Toutes les copropriétés de plus de 15 ans devront présenter ce plan à l’ordre du jour des AG selon le calendrier suivant :
- copropriétés de plus de 200 lots : janvier 2023,
- entre 50 et 200 lots : janvier 2024,
- moins de 50 lots : janvier 2025.
Pour le copropriétaire
Contrairement à son prédécesseur le fonds de prévoyance, le fonds de travaux ALUR est acquis à la copropriété. Ainsi, lors des ventes, il ne peut faire l’objet d’un remboursement auprès du vendeur. La somme allouée, correspondant aux tantièmes du copropriétaire établis dans le règlement de copropriété, reste attachée aux lots de celui-ci. Aucune exception ne peut être faite. L’acquéreur d’un bien dispose ainsi des fonds versés par son prédécesseur pour les lots objets de la vente.

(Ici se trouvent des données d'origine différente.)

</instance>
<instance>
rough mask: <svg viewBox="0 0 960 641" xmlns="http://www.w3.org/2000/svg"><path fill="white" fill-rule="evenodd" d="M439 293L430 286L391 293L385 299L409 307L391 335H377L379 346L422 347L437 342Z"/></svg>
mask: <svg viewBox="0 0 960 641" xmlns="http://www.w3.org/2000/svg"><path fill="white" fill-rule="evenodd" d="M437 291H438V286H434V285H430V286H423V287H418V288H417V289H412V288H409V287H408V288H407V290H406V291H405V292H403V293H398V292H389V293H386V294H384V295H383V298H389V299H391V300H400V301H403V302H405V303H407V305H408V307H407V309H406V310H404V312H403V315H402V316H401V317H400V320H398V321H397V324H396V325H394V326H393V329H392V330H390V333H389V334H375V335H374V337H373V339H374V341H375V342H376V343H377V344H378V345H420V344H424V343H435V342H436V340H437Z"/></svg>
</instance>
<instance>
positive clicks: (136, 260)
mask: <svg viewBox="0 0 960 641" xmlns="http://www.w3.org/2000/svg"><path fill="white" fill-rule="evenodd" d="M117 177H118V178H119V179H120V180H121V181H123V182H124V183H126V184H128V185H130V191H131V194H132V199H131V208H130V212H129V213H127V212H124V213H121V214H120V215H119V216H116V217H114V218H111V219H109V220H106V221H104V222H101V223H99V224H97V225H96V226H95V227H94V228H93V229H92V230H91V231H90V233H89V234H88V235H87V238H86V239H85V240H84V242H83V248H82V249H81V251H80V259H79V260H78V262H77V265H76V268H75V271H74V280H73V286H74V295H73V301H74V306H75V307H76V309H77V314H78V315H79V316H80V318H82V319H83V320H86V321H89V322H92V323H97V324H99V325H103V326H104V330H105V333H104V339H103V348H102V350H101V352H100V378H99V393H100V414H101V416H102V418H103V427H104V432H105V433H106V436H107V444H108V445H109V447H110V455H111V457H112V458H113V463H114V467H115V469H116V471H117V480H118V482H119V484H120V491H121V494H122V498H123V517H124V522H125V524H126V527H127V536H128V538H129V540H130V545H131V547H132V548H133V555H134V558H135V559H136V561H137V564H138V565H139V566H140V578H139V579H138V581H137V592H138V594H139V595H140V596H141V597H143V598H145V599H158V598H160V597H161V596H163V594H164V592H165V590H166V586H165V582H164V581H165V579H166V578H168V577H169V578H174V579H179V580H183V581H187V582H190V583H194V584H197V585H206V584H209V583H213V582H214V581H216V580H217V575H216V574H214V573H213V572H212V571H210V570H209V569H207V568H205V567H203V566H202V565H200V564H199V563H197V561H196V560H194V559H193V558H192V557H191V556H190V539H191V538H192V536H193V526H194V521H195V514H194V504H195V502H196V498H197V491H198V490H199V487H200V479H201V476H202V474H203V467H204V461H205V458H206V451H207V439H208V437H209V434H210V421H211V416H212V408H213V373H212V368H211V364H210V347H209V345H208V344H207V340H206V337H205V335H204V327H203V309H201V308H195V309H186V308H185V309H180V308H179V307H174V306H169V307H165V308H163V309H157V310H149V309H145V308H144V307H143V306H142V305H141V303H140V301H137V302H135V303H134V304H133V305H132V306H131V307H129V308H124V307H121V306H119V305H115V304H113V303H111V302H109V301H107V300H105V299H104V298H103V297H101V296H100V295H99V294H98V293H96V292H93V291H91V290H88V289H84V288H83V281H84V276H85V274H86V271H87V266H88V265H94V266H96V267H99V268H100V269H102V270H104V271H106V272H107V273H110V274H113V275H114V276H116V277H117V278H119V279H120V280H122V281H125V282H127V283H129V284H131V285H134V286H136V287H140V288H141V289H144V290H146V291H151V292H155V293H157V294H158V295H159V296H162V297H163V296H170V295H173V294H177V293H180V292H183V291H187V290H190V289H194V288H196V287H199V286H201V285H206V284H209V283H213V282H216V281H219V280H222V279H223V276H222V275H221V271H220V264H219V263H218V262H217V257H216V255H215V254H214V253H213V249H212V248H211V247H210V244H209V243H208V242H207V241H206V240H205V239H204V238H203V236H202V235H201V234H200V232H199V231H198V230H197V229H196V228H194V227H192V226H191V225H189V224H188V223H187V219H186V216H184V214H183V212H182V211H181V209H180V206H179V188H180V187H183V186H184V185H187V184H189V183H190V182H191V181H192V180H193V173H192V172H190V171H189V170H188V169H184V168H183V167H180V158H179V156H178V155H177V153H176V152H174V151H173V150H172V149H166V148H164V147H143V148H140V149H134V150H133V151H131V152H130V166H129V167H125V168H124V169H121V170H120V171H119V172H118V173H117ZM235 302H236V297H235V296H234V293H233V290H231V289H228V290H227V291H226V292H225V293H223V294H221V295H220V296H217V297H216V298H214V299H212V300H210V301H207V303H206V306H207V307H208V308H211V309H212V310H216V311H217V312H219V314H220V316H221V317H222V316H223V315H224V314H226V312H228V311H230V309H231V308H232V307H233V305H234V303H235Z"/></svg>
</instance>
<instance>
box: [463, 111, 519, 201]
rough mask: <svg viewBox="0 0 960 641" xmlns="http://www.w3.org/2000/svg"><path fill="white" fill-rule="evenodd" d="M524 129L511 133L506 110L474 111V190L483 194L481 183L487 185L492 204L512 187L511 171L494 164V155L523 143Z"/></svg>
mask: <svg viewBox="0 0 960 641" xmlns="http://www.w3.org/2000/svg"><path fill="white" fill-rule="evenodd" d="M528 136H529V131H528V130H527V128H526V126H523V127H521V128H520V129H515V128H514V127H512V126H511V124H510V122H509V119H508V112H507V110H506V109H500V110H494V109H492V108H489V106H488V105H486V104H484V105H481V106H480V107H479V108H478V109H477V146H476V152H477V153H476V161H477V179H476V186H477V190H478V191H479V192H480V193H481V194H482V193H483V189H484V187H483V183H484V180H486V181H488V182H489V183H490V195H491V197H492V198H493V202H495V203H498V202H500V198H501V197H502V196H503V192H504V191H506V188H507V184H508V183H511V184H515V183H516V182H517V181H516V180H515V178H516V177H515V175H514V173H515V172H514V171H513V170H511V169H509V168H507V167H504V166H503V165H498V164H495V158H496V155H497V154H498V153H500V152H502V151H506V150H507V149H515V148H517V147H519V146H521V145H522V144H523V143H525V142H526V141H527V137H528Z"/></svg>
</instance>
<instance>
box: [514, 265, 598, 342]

Quelles utilisations pour les fonds de travaux ?
Jusqu’à l’entrée en vigueur du plan pluriannuel, ce fonds pourra être utilisé pour le financement de :
- tous les travaux de conservation et d’entretien des équipements communs votés à l’article 25 ou 25-1, à l’exception de la maintenance,
- tous les travaux d’amélioration tels que la transformation, l’adjonction, l’aménagement, l’affouillement ou la surélévation,
- tous les diagnostics et études techniques,
- tous les travaux qui ne seraient pas de la maintenance, de l’administration des parties communes, du fonctionnement d’équipements,
- tous les travaux urgents nécessaires à la sauvegarde du bâtiment qui restent à l’appréciation du syndic.
La modification de la législation va changer l’usage de ce financement et ce dès l’entrée en vigueur du plan pluriannuel de travaux. Il permettra dorénavant :
- la réalisation du PPT ou DTG par un professionnel,
- la réalisation de travaux prévus par le PPT,
- l’exécution de travaux nécessaires à la sauvegarde de l’immeuble décidés par le syndic,
- la mise en œuvre de travaux non prévus dans le PPT mais nécessaires à la sauvegarde de l’immeuble, à la préservation de la santé et de la sécurité des occupants ou à la réalisation d’économies d’énergies.
Ainsi le plan pluriannuel de travaux est appelé à aider chacun dans le choix de ses priorités. Côté propriétaires, il incite à effectuer les travaux de remise en état afin de faciliter la vente des biens, en ne perdant pas les sommes investies au profit du propriétaire suivant. Côté gestionnaires, les évolutions successives de la législation impliquent un travail de veille et de conseil auprès des propriétaires. Pour tous, le fonds de travaux implique une anticipation des besoins des bâtiments en copropriété.